Wednesday, 11 August 2010

FILM CHALLENGE: 92) Where The Wild Things Are

92) Where The Wild Things Are

Director: Spike Jonze
Year: 2009

Plot Summary: Young Max has an active imagination and he will throw fits if others don't go along with what he wants. Following an incident with his sister and her friends, and following a tantrum which he throws as a result of his Mother paying more attention to her boyfriend than to him - runs away from home and toward a world in his imagination. This world, an ocean away, is inhabited by large wild beasts. Instead of eating Max like they normally would with creatures of his type, the wild things befriend him after he proclaims himself a king who can magically solve all their problems.

Maurice Sendak's book Where The Wild Things Are was my favourite childhood story and, therefore, has a special place in my heart. If I was Charles Foster Kane from the classic film Citizen Kane, the movie wouldn't open with me dropping a snow globe and saying 'Rosebud' but would rather begin with me dropping a copy of this book and saying 'Let the wild rumpus begin'.

However, despite my love for the book, I was sceptical about the movie adaptation. After all, you can read the book in under a minute so how could they possibly make it a feature length story? What would the central conflict be? What would the plot be? How would the characters develop?

Nevertheless, Spike Jonze and Dave Eggers, whose novel Zeitoun I'm currently reading, have achieved the seemingly impossible.

In a boldly unconventional move for a children's film, Where The Wild Things Are actually doesn't have a plot as such and, moreover, the central conflict doesn't involve a villain. At least not a concrete one. The villain here is loneliness, rejection, fear and anger as the young boy attempts to, in his pledge to the monsters early in the movie, 'keep the sadness out'. Where The Wild Things Are is solely about Max's experiences in the land of the Wild Things through which he learns about himself and his family.

In the opening 20 minutes we bear witness the boy's need for attention and how he doesn't get it from his family. His older sister is too preoccupied with her friends to care about the creative igloo he made from snow. His father, though he promised Max he's the "owner of his world", abandoned him and shattered his happy life. And his mother, left to bear the weight of all the families problems, is too busy to give him the constant attention he needs. As a result of this rejection and abandonment he frequently bursts into rage, breaking things in his sisters room and eventually biting his mother.

As a result, he escapes into this fantasy world where each monster is a representation of Max's personality.

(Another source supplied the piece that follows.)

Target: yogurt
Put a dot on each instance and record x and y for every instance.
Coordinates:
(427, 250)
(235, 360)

Carol, the main monster, is his anger, creativity and longing for adoration, Judith is his brazen independence, Alexander is his longing to be heard and his fragile naivety and KW, most importantly, resembles the feeling of maternity he has not felt from his own mother. Here, in his fantasy world among the Wild Things, Max realises how difficult it is to be a happy family. He tries, after being crowned king, to bond them through play fights, building a fort, etc. (representations of things in the opening act like the snowball fight in his garden and the fort he builds in his bedroom, for example) but nevertheless the monsters still 'let the sadness in'.

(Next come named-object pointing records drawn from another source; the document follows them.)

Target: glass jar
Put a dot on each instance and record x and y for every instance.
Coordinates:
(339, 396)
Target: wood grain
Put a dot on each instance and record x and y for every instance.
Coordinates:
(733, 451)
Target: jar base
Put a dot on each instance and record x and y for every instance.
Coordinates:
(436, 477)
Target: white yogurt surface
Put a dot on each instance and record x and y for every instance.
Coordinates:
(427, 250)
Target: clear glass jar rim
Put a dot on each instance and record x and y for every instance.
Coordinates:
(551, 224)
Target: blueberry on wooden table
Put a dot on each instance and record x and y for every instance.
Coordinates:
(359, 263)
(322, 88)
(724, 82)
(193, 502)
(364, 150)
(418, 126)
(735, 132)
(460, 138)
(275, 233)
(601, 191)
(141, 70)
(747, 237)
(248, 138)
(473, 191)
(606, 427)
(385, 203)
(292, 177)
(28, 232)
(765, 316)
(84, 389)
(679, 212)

Therefore, he comes to accept that this fantasy world is not perfect and come to terms with reality; that his family may not be exactly how he wants it to be and he cannot be the "owner of his world". But he also accepts the need for his family despite their faults in the end as he runs back to the loving arms of his mother.

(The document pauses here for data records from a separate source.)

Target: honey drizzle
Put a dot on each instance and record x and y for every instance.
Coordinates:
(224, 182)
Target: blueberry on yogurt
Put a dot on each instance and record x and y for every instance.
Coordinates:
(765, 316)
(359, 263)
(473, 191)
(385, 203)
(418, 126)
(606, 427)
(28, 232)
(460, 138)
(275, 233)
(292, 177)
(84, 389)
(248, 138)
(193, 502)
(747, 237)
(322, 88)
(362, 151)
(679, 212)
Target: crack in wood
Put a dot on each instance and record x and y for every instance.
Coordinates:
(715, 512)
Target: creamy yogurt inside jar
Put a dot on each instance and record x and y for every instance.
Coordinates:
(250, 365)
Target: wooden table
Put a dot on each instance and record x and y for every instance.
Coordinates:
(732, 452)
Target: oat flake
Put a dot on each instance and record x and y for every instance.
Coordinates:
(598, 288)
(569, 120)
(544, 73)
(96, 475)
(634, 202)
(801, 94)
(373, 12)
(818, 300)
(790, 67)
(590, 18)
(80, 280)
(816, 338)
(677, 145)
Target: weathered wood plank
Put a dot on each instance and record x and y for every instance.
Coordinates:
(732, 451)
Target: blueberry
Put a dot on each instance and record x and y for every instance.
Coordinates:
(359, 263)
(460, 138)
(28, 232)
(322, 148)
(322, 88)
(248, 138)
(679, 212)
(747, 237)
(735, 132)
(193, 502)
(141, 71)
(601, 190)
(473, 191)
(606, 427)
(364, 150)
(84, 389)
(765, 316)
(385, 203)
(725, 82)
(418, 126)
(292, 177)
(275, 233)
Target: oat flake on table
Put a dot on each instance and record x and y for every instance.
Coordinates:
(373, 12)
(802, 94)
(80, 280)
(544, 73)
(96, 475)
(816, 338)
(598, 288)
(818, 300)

Where The Wild Things Are is a bizarre children's movie that leaves a lot open to interpretation, is completely unlike anything you'll have seen before and is rich in metaphor and symbolism. However, because of all this, Spike Jonze's movie is a must see. Even if only for the gorgeous cinematography, the great voice acting from James Gandolfini and Six Feet Under's Lauren Ambrose and the unbelievable score from Karen O of the Yeah Yeah Yeahs.

4/5

By Daniel Sarath with 1 comment

1 comments:

This film takes me to realms of exclusive emotion that is so deeply person I can't even describe so I won't.